Of Widows and Meals: Communal Meals in Acts, Reta Finger

Though "community" has become a common byword in the contemporary Western church, the practice of communal sharing has effectively fallen by the wayside. Unfortunately, it is often the poor who are left wanting because we no longer come together. Reta Halteman Finger finds a solution to this modern problem by learning from the ancient Mediterranean Christian culture of community. 

In the earliest Jerusalem church, in holding the responsibility for preparing and serving communal meals, women were given a place of honor. With the table fellowship and goods sharing of the early church, Luke says, "there were no needy persons among them" (Acts 4:34). 

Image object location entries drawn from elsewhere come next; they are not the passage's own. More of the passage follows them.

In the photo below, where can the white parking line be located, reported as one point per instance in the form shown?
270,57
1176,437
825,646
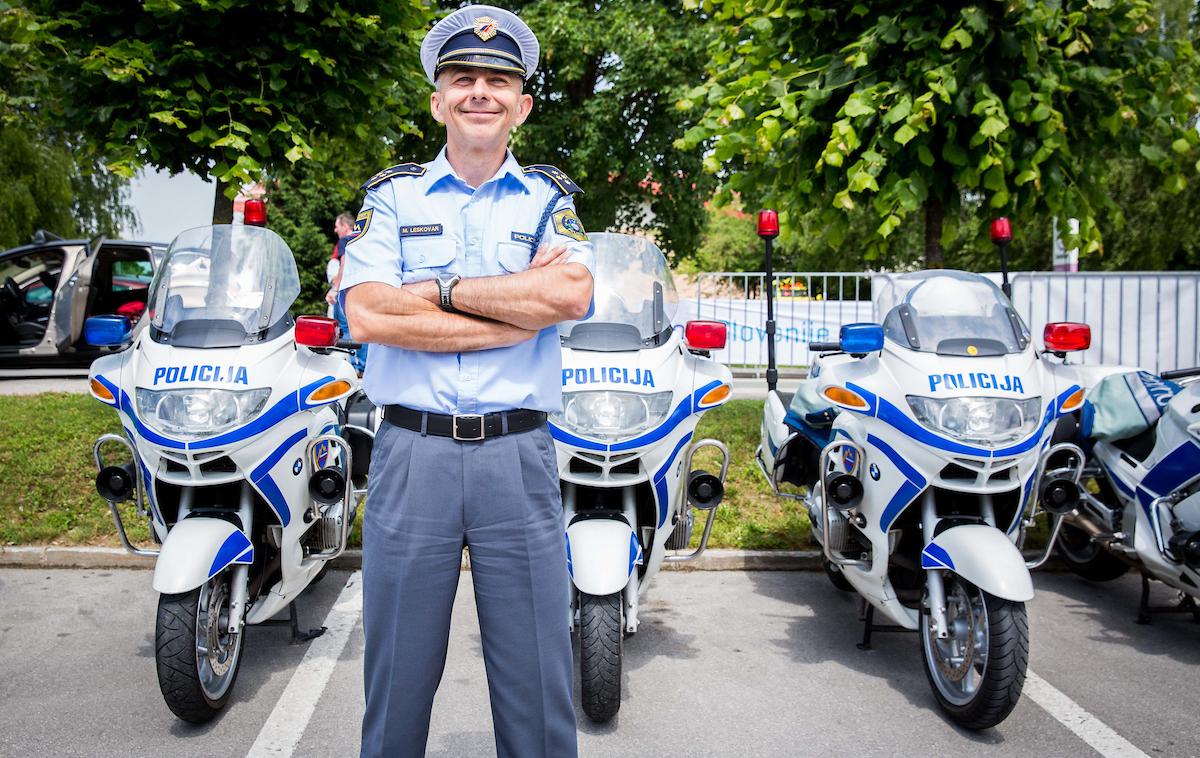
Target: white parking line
1085,726
283,729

Finger thoroughly examines this agape-meal tradition, challenging traditional interpretations of the "community of goods" in the Jerusalem church and proving that the communal sharing lasted for hundreds of years longer than previously assumed. Of Widows and Meals begins a discussion of need in community that can revolutionize the contemporary church's interaction with the world at large.

Reviews from Amazon:

Robert Jewett — University of Heidelberg
"Of Widows and Meals is a first — the only comprehensive analysis and unbiased interpretation that I have seen of the references to koinonia in Acts 2 and 6. Reta Halteman Finger surveys everything written about this issue and shows that the Jerusalem church was sharing resources of its members to support daily communal meals, and that the widows played a decisive role in this ministry. A brilliant, provocative, and courageous study, with revolutionary implications for the contemporary church."

Rosemary Radford Ruether — Claremont Graduate University
"With impeccably detailed scholarship, Reta Finger examines the traditions in the book of Acts about shared property and daily meals in the early Jerusalem church. She shows that this tradition represented a real commitment to a new community in Christ that cut across class divisions and extended food and support to the poorest. For Finger, those traditions are not just a historical footnote on a curious and short-lived practice at the beginning of Christianity, but are an ongoing legacy that must be taken seriously as central to living out the Christian gospel today."

About the Author: 

Reta Halteman Finger is assistant professor of New Testament at Messiah College, Grantham, Pennsylvania.